The original sin of broadcasters and news agencies was giving away their content for free to FB, Google etc.
Now these news producers expect Facebook to pay them? If you give your product away for 15 years, it is very hard to turn around and ask a customer to pay for it. That’s a well known absolute in sales. Giving away your product for free devalues it.
Broadcasters have spent the past 15 years promoting Facebook and Twitter logos right next to their own brand logos. Every news broadcaster told viewers to follow them on FB at every chance. Everything was Facebook and Twitter. Yet they failed to developed their own websites and make them more relevant than they are.

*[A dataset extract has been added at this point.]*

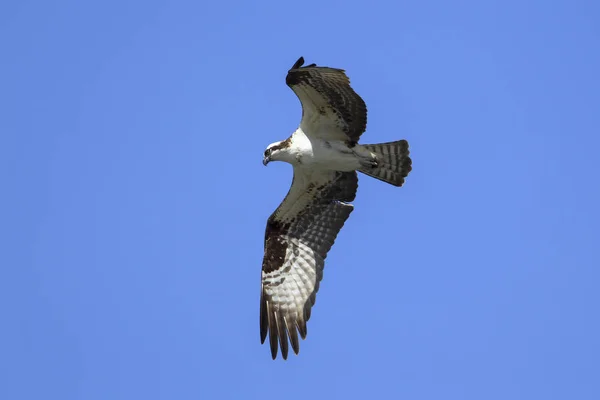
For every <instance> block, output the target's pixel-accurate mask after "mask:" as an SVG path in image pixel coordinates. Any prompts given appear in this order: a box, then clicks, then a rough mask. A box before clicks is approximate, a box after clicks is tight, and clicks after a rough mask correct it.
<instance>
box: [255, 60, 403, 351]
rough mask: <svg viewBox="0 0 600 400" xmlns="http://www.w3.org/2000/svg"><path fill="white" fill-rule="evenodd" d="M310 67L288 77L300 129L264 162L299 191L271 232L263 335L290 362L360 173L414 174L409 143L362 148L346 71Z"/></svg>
mask: <svg viewBox="0 0 600 400" xmlns="http://www.w3.org/2000/svg"><path fill="white" fill-rule="evenodd" d="M303 63H304V59H303V58H302V57H300V59H299V60H298V61H297V62H296V63H295V64H294V66H293V67H292V68H291V69H290V70H289V71H288V74H287V77H286V83H287V84H288V86H290V88H291V89H292V90H293V91H294V92H295V93H296V95H297V96H298V98H299V99H300V102H301V104H302V119H301V122H300V126H299V127H298V129H297V130H296V131H295V132H294V133H293V134H292V136H290V137H289V138H288V139H286V140H284V141H281V142H276V143H272V144H271V145H269V147H267V150H266V151H265V154H264V159H263V163H264V164H265V165H267V164H268V163H269V162H270V161H275V160H278V161H286V162H288V163H290V164H292V165H293V166H294V178H293V181H292V186H291V187H290V190H289V192H288V194H287V196H286V197H285V199H284V200H283V202H282V203H281V205H280V206H279V207H278V208H277V209H276V210H275V212H274V213H273V214H272V215H271V216H270V217H269V219H268V221H267V227H266V231H265V254H264V258H263V264H262V282H261V299H260V336H261V343H264V342H265V340H266V338H267V335H268V336H269V343H270V347H271V355H272V357H273V359H275V358H276V357H277V352H278V347H281V354H282V357H283V358H284V359H286V358H287V356H288V351H289V344H291V346H292V350H293V351H294V352H295V353H296V354H298V351H299V339H298V334H299V335H300V337H301V338H302V339H304V338H305V337H306V332H307V328H306V322H307V321H308V319H309V318H310V314H311V308H312V306H313V305H314V304H315V300H316V294H317V291H318V289H319V282H320V281H321V279H322V277H323V268H324V265H325V258H326V257H327V254H328V252H329V250H330V249H331V246H332V245H333V244H334V242H335V240H336V238H337V235H338V233H339V231H340V229H341V228H342V227H343V225H344V223H345V222H346V220H347V219H348V217H349V216H350V213H351V212H352V210H353V206H352V205H351V204H349V203H350V202H351V201H353V200H354V198H355V196H356V191H357V188H358V177H357V173H356V171H360V172H363V173H365V174H367V175H370V176H372V177H375V178H377V179H380V180H382V181H384V182H387V183H390V184H392V185H395V186H402V184H403V183H404V178H405V177H406V176H407V175H408V173H409V172H410V170H411V168H412V166H411V165H412V162H411V159H410V157H409V152H408V143H407V142H406V141H405V140H400V141H397V142H390V143H380V144H374V145H364V146H363V145H359V144H358V143H357V142H358V140H359V138H360V136H361V135H362V133H363V132H364V131H365V129H366V123H367V108H366V105H365V102H364V101H363V100H362V98H361V97H360V96H359V95H358V94H357V93H356V92H355V91H354V90H353V89H352V88H351V87H350V81H349V79H348V77H347V76H346V74H345V72H344V71H343V70H341V69H336V68H329V67H318V66H316V65H315V64H311V65H308V66H305V67H303V66H302V65H303Z"/></svg>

Websites of most local broadcasters are stuffed with the same news stories everyone else has. And many use low end ad servers like Taboola and others that offer cheesy ad content that cheapen the product. The content is usually just video packages from newscasts and poorly written rewrites of broadcast versions.
How long will it be before broadcasters start asking TikTok for money?

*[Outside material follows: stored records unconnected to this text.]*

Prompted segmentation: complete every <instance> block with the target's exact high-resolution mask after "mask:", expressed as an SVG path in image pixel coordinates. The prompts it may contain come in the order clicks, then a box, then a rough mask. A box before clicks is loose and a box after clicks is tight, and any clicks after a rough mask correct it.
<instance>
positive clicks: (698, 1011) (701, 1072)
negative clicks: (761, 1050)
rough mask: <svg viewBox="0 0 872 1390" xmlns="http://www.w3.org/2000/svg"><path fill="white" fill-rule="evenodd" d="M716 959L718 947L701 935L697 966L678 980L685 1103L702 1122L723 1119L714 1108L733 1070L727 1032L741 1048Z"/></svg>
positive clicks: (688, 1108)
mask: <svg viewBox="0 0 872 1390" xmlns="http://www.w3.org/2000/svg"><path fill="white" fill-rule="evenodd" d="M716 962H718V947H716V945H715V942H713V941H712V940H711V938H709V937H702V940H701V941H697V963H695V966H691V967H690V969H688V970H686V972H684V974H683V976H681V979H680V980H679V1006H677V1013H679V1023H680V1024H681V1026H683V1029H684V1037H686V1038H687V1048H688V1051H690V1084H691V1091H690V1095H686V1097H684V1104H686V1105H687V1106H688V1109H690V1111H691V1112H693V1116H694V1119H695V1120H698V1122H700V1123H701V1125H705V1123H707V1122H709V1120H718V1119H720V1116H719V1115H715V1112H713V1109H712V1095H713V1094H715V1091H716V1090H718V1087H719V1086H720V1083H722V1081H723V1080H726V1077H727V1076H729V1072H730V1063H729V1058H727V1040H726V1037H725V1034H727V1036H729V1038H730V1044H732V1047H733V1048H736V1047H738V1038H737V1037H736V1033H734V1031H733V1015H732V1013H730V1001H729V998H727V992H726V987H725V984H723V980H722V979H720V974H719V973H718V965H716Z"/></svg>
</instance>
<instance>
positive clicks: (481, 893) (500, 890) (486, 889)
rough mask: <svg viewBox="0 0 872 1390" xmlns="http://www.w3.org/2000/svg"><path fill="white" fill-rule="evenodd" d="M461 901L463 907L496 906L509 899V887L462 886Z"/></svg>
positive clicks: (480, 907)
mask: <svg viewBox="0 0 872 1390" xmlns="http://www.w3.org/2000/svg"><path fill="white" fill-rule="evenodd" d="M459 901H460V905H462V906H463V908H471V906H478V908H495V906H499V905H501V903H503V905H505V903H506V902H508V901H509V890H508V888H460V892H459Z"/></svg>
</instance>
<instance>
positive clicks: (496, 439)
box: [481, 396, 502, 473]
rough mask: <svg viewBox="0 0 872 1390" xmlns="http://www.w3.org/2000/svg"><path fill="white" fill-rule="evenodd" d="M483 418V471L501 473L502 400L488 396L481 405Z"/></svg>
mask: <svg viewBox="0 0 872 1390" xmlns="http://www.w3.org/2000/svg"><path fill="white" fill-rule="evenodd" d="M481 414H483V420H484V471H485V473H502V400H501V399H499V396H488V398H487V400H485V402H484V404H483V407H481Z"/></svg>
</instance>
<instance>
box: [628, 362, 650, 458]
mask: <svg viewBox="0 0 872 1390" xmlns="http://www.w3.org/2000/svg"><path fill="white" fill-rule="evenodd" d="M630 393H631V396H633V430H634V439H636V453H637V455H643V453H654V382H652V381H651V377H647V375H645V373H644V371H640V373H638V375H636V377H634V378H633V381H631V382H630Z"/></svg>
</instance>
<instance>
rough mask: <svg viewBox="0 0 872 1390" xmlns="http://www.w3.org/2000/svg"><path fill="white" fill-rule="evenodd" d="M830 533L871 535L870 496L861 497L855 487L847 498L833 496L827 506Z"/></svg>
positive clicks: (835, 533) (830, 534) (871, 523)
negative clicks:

Watch Tiktok live during TV news hours. All markets now have an anchor live on air and live on Tiktok. The phone sits on the anchor desk. I watched a Tampa anchor live on TikTok and every time she wasn’t on air she was staring at the phone talking to TikTok viewers on the set! She was far more interested in the phone than her actual job.
Any station manager that allows this form of rebroadcasting should be fired.
Cori K says:
August 29, 2023 at 5:48 pm
What Ian said.
My small news organization disengaged from “socials” two years ago – after having been an enthusiastic early adopter, but then seeing what a scam the tech giants had pulled, getting us all to deliver our viewers/readers/etc. directly into their lair. We’re thriving. People know where to find us. And it’s free of algorithms, signal noise, etc.
The solution is simple, whether you’re small or big – start focusing on your own online properties NOW.